**Justin's P.O.V **
How do I break the news to Jessie that she has to deal with those assholes for a full twenty-four hours? How she still loves them is beyond me. I leave my home office and head to our bedroom. When I walk in I see my honey laying in the bed reading and I can't help but watch her while she reads her way into her happy place "Didn't your moma ever tell you that it's rude to stare?" I snap out of my daze and see her smiling at me.
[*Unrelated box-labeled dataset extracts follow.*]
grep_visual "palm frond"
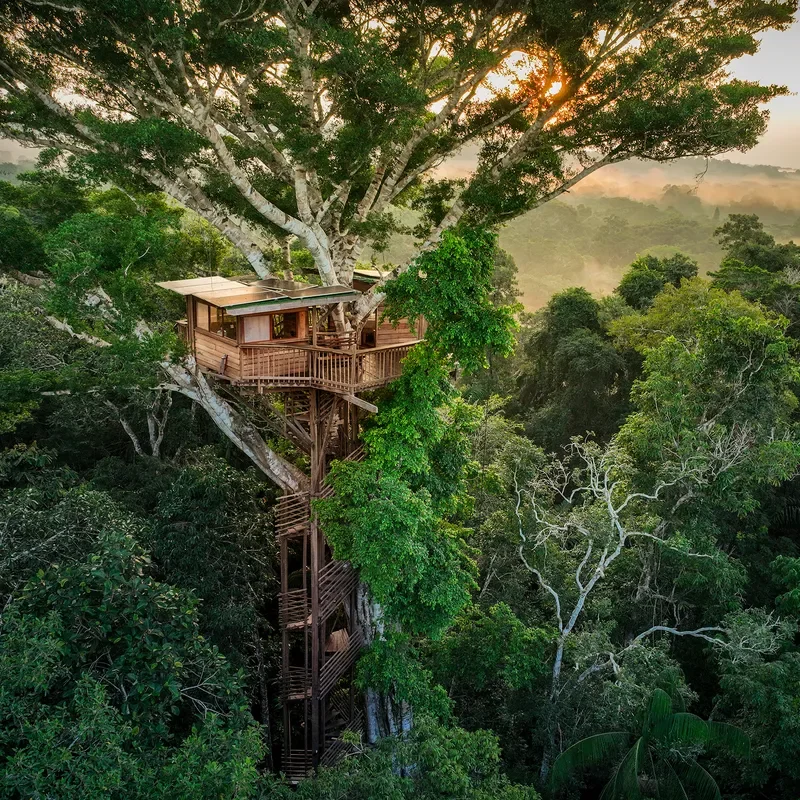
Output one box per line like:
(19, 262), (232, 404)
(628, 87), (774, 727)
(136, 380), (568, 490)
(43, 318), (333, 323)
(550, 731), (631, 790)
(675, 759), (722, 800)
(644, 689), (672, 731)
(652, 711), (708, 744)
(600, 739), (646, 800)
(708, 722), (750, 758)
(659, 758), (689, 800)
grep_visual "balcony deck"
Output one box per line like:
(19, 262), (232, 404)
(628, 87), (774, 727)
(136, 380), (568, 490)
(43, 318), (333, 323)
(194, 332), (419, 395)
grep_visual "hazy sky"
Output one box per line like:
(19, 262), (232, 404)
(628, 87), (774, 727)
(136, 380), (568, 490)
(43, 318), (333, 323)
(0, 20), (800, 169)
(728, 20), (800, 169)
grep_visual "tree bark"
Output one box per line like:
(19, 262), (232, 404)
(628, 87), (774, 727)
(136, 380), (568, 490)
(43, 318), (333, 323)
(161, 357), (308, 492)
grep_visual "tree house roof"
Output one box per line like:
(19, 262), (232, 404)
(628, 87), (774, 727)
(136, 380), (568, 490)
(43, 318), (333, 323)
(158, 275), (361, 316)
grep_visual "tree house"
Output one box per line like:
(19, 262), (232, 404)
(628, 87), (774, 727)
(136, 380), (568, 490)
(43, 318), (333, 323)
(153, 271), (425, 780)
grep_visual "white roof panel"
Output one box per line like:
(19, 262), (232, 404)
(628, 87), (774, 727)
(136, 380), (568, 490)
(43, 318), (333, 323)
(156, 275), (248, 296)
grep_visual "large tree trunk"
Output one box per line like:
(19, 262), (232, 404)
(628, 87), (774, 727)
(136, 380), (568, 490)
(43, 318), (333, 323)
(356, 583), (414, 744)
(162, 357), (308, 492)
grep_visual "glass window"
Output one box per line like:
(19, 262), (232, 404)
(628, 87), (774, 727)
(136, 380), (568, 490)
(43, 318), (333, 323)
(208, 306), (236, 341)
(272, 311), (298, 339)
(244, 314), (269, 342)
(194, 300), (208, 331)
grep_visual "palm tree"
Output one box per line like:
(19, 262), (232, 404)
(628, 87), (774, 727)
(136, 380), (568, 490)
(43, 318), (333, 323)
(551, 689), (750, 800)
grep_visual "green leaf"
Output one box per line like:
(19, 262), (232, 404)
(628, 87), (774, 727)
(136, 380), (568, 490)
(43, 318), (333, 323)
(550, 731), (631, 790)
(707, 722), (750, 758)
(675, 759), (722, 800)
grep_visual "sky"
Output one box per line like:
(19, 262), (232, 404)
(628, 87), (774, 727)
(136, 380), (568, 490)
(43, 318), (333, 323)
(727, 19), (800, 169)
(0, 18), (800, 169)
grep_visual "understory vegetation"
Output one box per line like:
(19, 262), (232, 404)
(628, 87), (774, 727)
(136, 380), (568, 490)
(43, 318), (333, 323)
(0, 170), (800, 800)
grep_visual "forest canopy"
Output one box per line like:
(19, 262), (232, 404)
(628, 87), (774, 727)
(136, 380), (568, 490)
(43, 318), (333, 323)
(0, 161), (800, 800)
(0, 0), (800, 800)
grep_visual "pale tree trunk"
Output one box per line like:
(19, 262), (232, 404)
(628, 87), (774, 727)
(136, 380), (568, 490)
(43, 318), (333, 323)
(356, 583), (414, 744)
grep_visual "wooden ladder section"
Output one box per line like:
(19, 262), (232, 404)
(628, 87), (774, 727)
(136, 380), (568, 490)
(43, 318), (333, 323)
(275, 412), (363, 782)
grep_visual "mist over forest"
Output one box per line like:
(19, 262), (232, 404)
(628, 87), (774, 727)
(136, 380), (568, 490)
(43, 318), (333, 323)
(6, 150), (800, 311)
(377, 158), (800, 311)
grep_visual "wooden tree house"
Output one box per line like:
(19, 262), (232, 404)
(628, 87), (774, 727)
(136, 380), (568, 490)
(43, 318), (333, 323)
(153, 272), (424, 780)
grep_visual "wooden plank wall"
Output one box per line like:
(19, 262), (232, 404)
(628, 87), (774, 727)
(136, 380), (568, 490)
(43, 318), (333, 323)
(194, 328), (241, 380)
(375, 305), (424, 347)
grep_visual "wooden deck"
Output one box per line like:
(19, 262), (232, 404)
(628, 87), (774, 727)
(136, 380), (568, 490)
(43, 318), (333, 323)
(195, 336), (417, 394)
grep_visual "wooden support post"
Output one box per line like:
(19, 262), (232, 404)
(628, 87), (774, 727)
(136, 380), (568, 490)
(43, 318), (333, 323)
(309, 389), (325, 767)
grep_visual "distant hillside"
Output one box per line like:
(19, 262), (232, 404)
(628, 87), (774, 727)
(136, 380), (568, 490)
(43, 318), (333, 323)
(0, 158), (36, 183)
(372, 158), (800, 309)
(500, 159), (800, 308)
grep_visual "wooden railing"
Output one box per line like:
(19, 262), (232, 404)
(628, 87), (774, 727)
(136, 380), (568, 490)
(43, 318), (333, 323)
(319, 630), (363, 696)
(275, 492), (311, 536)
(278, 589), (311, 630)
(240, 341), (416, 393)
(175, 319), (189, 344)
(319, 561), (358, 620)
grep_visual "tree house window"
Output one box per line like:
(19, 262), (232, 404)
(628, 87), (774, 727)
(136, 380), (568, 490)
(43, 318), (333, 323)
(272, 311), (299, 339)
(194, 300), (208, 331)
(243, 314), (269, 342)
(194, 300), (237, 342)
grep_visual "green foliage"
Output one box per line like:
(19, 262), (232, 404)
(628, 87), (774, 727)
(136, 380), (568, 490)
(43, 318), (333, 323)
(715, 214), (800, 273)
(0, 206), (47, 272)
(262, 718), (539, 800)
(616, 253), (697, 311)
(0, 531), (261, 800)
(386, 228), (516, 372)
(518, 289), (634, 449)
(433, 603), (551, 693)
(612, 279), (797, 510)
(551, 689), (750, 800)
(147, 451), (276, 667)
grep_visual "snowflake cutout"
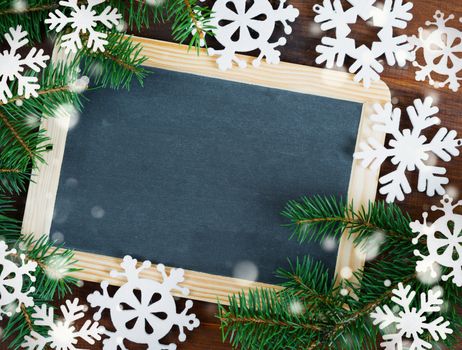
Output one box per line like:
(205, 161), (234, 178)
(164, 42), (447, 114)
(208, 0), (299, 70)
(0, 26), (50, 103)
(88, 256), (199, 350)
(409, 11), (462, 92)
(371, 283), (452, 350)
(410, 195), (462, 287)
(0, 241), (37, 320)
(354, 97), (462, 202)
(22, 298), (105, 350)
(45, 0), (122, 53)
(313, 0), (413, 87)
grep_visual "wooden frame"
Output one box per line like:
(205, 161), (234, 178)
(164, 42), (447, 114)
(22, 37), (391, 304)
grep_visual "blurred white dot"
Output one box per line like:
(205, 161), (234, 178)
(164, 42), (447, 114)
(417, 263), (441, 285)
(51, 231), (64, 244)
(12, 0), (27, 12)
(446, 185), (459, 199)
(289, 300), (305, 315)
(91, 206), (105, 219)
(233, 260), (258, 281)
(77, 280), (85, 288)
(340, 266), (353, 280)
(321, 236), (337, 252)
(64, 177), (79, 188)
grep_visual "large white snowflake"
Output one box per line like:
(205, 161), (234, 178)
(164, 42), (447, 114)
(354, 97), (462, 202)
(22, 298), (105, 350)
(0, 241), (37, 320)
(208, 0), (299, 70)
(410, 196), (462, 287)
(0, 26), (50, 103)
(371, 283), (452, 350)
(409, 11), (462, 91)
(313, 0), (413, 87)
(88, 256), (199, 350)
(45, 0), (122, 53)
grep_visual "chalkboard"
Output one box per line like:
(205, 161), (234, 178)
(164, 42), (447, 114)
(51, 65), (362, 283)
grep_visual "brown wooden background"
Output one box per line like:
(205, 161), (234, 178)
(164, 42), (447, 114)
(0, 0), (462, 350)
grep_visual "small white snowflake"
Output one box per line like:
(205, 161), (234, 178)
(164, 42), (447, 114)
(22, 298), (105, 350)
(371, 283), (452, 350)
(410, 196), (462, 287)
(0, 241), (37, 320)
(0, 26), (50, 103)
(354, 97), (462, 202)
(45, 0), (122, 53)
(313, 0), (413, 87)
(208, 0), (299, 70)
(409, 11), (462, 92)
(88, 256), (199, 350)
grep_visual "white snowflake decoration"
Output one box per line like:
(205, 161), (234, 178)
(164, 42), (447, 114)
(409, 11), (462, 92)
(354, 97), (462, 202)
(0, 26), (50, 103)
(0, 241), (37, 320)
(313, 0), (413, 87)
(45, 0), (122, 53)
(22, 298), (105, 350)
(410, 196), (462, 287)
(88, 256), (199, 350)
(208, 0), (299, 70)
(371, 283), (452, 350)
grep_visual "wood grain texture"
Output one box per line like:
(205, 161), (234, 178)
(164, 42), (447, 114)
(1, 0), (462, 350)
(22, 37), (391, 305)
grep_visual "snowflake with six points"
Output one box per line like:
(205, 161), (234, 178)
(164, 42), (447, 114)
(88, 256), (199, 350)
(313, 0), (413, 87)
(208, 0), (299, 70)
(371, 283), (452, 350)
(0, 241), (37, 320)
(410, 196), (462, 287)
(354, 97), (462, 202)
(0, 26), (50, 103)
(22, 298), (105, 350)
(45, 0), (122, 53)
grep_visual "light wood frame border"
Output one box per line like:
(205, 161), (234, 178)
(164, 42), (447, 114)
(22, 37), (391, 305)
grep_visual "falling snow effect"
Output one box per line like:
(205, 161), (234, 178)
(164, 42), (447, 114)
(0, 26), (50, 103)
(409, 11), (462, 92)
(371, 283), (452, 350)
(88, 256), (199, 350)
(22, 299), (105, 350)
(313, 0), (413, 87)
(354, 97), (462, 202)
(45, 0), (122, 53)
(0, 241), (37, 320)
(208, 0), (299, 70)
(410, 196), (462, 287)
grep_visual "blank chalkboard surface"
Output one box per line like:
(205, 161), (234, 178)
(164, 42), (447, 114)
(51, 65), (362, 283)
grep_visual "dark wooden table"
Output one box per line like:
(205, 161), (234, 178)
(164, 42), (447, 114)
(1, 0), (462, 350)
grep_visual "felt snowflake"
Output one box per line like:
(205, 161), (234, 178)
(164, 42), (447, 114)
(88, 256), (199, 350)
(354, 97), (462, 202)
(410, 196), (462, 287)
(314, 0), (413, 87)
(0, 26), (50, 103)
(22, 298), (105, 350)
(0, 241), (37, 320)
(371, 283), (452, 350)
(409, 11), (462, 91)
(45, 0), (122, 53)
(208, 0), (299, 70)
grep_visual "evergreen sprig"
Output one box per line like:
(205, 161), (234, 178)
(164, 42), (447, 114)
(218, 197), (462, 350)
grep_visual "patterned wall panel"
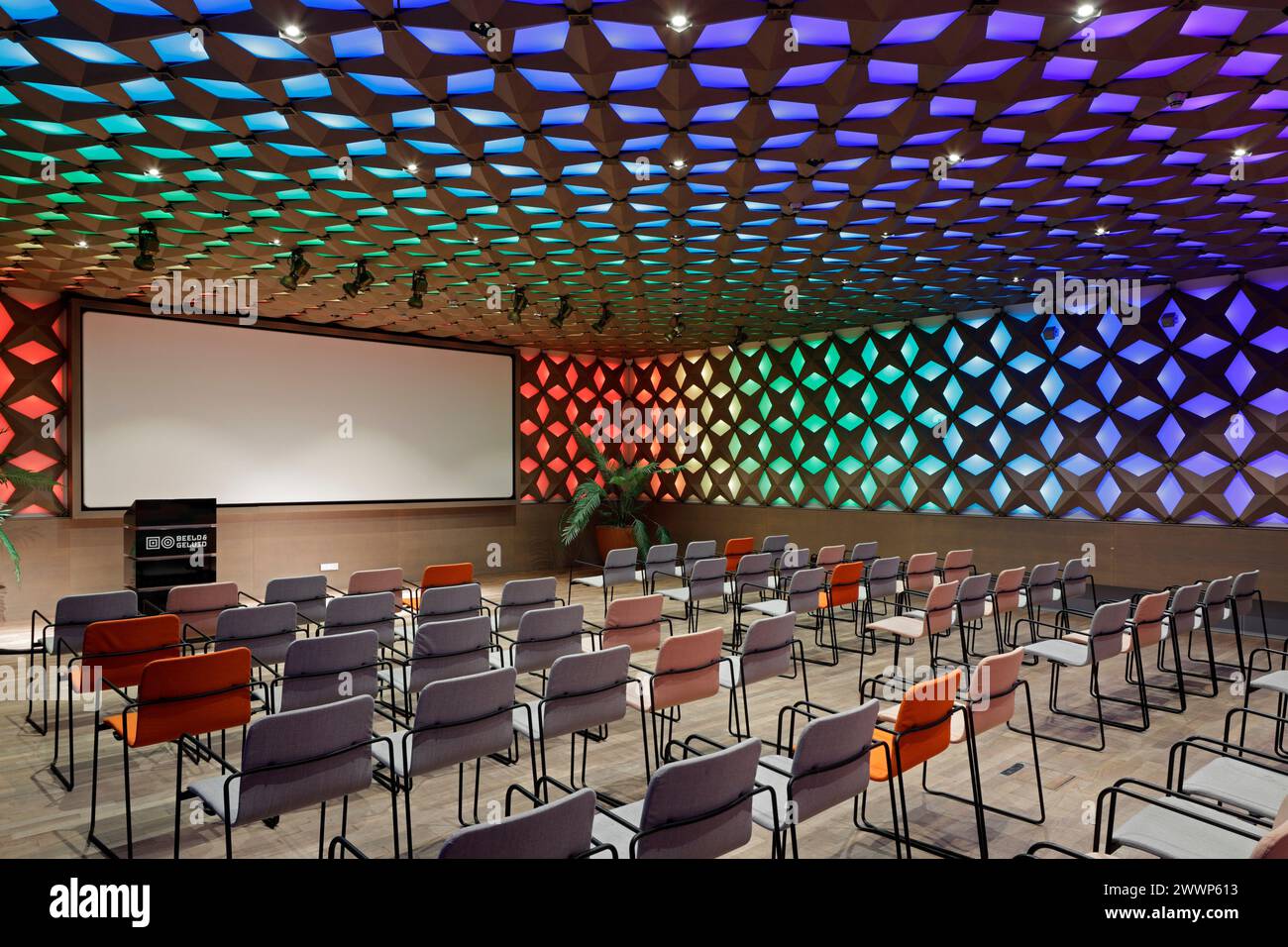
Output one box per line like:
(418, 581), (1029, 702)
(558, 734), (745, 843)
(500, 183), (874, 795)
(0, 290), (67, 515)
(525, 281), (1288, 526)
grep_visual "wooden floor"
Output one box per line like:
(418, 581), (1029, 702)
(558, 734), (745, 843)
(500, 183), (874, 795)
(0, 579), (1269, 858)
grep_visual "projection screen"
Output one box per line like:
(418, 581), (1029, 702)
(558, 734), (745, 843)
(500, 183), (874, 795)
(80, 312), (515, 509)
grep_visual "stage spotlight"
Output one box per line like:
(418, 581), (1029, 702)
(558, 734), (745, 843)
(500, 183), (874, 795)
(591, 303), (613, 333)
(407, 269), (429, 309)
(510, 286), (528, 325)
(278, 248), (313, 292)
(134, 220), (161, 270)
(342, 261), (376, 299)
(550, 296), (572, 329)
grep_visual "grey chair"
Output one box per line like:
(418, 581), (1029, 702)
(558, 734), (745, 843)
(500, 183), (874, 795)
(378, 614), (493, 719)
(514, 644), (631, 786)
(269, 629), (383, 712)
(371, 668), (537, 858)
(720, 610), (818, 740)
(635, 543), (680, 595)
(416, 582), (490, 630)
(322, 591), (407, 651)
(210, 601), (299, 672)
(592, 737), (777, 858)
(649, 540), (722, 590)
(259, 576), (327, 634)
(751, 695), (902, 858)
(658, 559), (729, 631)
(25, 588), (139, 736)
(438, 785), (617, 860)
(1017, 600), (1149, 751)
(568, 546), (639, 612)
(164, 582), (242, 639)
(760, 533), (789, 569)
(483, 576), (566, 631)
(174, 695), (398, 858)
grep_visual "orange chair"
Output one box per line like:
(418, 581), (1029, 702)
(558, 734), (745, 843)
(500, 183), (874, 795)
(806, 562), (867, 668)
(89, 648), (253, 858)
(862, 668), (988, 858)
(725, 536), (756, 573)
(49, 614), (183, 789)
(626, 627), (731, 780)
(403, 562), (474, 608)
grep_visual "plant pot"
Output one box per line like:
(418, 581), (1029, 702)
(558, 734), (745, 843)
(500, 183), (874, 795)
(595, 526), (635, 562)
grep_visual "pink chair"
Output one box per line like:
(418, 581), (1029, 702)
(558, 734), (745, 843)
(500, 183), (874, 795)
(626, 629), (728, 780)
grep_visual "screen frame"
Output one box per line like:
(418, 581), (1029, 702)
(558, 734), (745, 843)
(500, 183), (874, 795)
(67, 296), (520, 519)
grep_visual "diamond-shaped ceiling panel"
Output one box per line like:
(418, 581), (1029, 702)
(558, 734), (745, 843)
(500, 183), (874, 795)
(0, 0), (1288, 356)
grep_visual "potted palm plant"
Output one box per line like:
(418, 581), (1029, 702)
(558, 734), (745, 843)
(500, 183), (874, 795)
(559, 430), (675, 559)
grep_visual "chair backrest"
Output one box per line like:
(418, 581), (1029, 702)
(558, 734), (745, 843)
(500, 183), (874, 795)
(348, 566), (403, 596)
(408, 614), (492, 693)
(215, 601), (299, 665)
(322, 591), (396, 648)
(945, 570), (993, 621)
(164, 582), (239, 638)
(814, 546), (845, 570)
(604, 546), (639, 585)
(1168, 582), (1203, 618)
(820, 562), (864, 607)
(1060, 559), (1091, 601)
(420, 562), (474, 588)
(993, 566), (1024, 614)
(265, 576), (327, 625)
(1027, 562), (1060, 605)
(130, 648), (250, 746)
(760, 533), (788, 567)
(635, 742), (760, 858)
(903, 553), (939, 591)
(1130, 591), (1169, 648)
(787, 566), (827, 614)
(866, 556), (901, 599)
(236, 694), (376, 824)
(944, 549), (975, 582)
(540, 644), (631, 738)
(773, 546), (808, 583)
(511, 605), (585, 672)
(416, 582), (485, 627)
(653, 629), (724, 707)
(690, 558), (725, 601)
(644, 543), (680, 579)
(81, 614), (183, 691)
(890, 668), (962, 773)
(438, 783), (597, 858)
(922, 582), (958, 635)
(733, 553), (774, 595)
(277, 630), (380, 712)
(1087, 600), (1130, 663)
(790, 699), (881, 822)
(739, 610), (793, 684)
(850, 543), (877, 567)
(496, 576), (559, 631)
(601, 595), (664, 653)
(409, 668), (515, 775)
(1231, 570), (1261, 614)
(684, 540), (716, 579)
(967, 648), (1024, 734)
(51, 588), (139, 651)
(725, 536), (752, 573)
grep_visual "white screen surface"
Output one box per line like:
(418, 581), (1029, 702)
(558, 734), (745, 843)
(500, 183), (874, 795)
(80, 312), (515, 509)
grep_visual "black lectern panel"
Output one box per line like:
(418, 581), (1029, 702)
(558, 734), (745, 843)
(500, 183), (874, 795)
(125, 500), (218, 609)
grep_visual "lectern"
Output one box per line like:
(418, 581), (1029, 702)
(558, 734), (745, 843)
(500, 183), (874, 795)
(125, 500), (218, 611)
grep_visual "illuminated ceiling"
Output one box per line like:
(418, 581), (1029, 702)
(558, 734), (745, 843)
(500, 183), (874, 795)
(0, 0), (1288, 355)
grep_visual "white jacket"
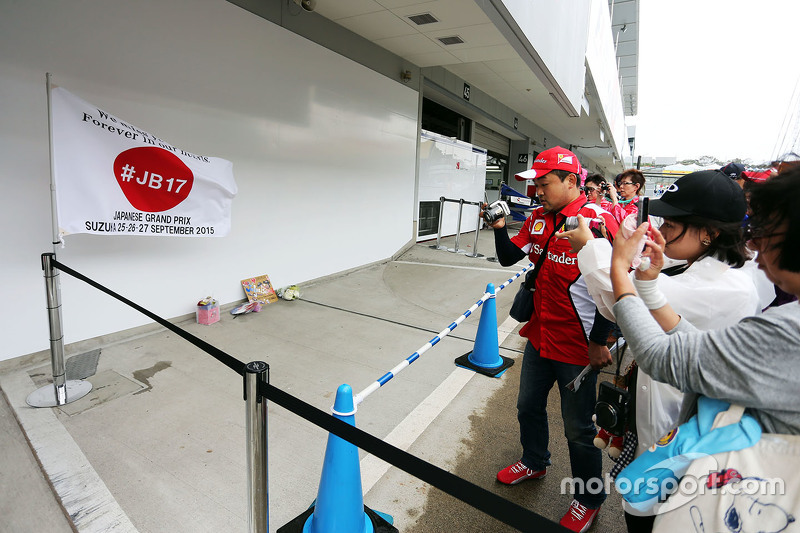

I hate that I have to take away that beautiful sight. "No,but she did tell me that life is too short not to enjoy the things we find beautiful." She looks up at me with a smirk. "But on the real,we need to talk." She puts down her book and gives me her full attention. "About you parents-..." She cuts me off before I can start. "Look I told you I'm fine. Stop treating me like a kid,I can handle myself baby." "Jessica I'm well aware of that,but that's not the issue. Thomas called, they need to spend a night here until their suite is ready." At first all she does is blink,then comes the huge inhale of breath, and lastly the fake smile. "Okay,when?" I sigh and scratch the back of my neck, "Tonight." She looks at her hands then up at me and smiles. "I'll go prepare the guest room." With that she walks away from me. Here she goes again,being numb. It's not the first time.**Jessica's P.O.V **
For as long as I can remember I've never been the type to cry. When I was a kid I would fall and giggle. When I went through breakups I just shrugged it off. When my pets died I simply buried them and got a new one. I can literally count the times I've cried on one hand: 1) When the woman who raised me died. 2) When Terry was murdered. 3) When Justin proposed. 4) When I graduated from college and 5) The first time I ever pulled the trigger. So tell me, why am I in the linen closet crying about my parents spending the night in our home? I'll tell you why,it's because I hate myself for continuing to love them. It's because I feel as though no matter how many degrees I have,cases I solve,or how much money I make,it'll never be good enough. Pull it together and get the fuck out of the closet.
As I finish the room I start to wonder.....why haven't I killed them yet?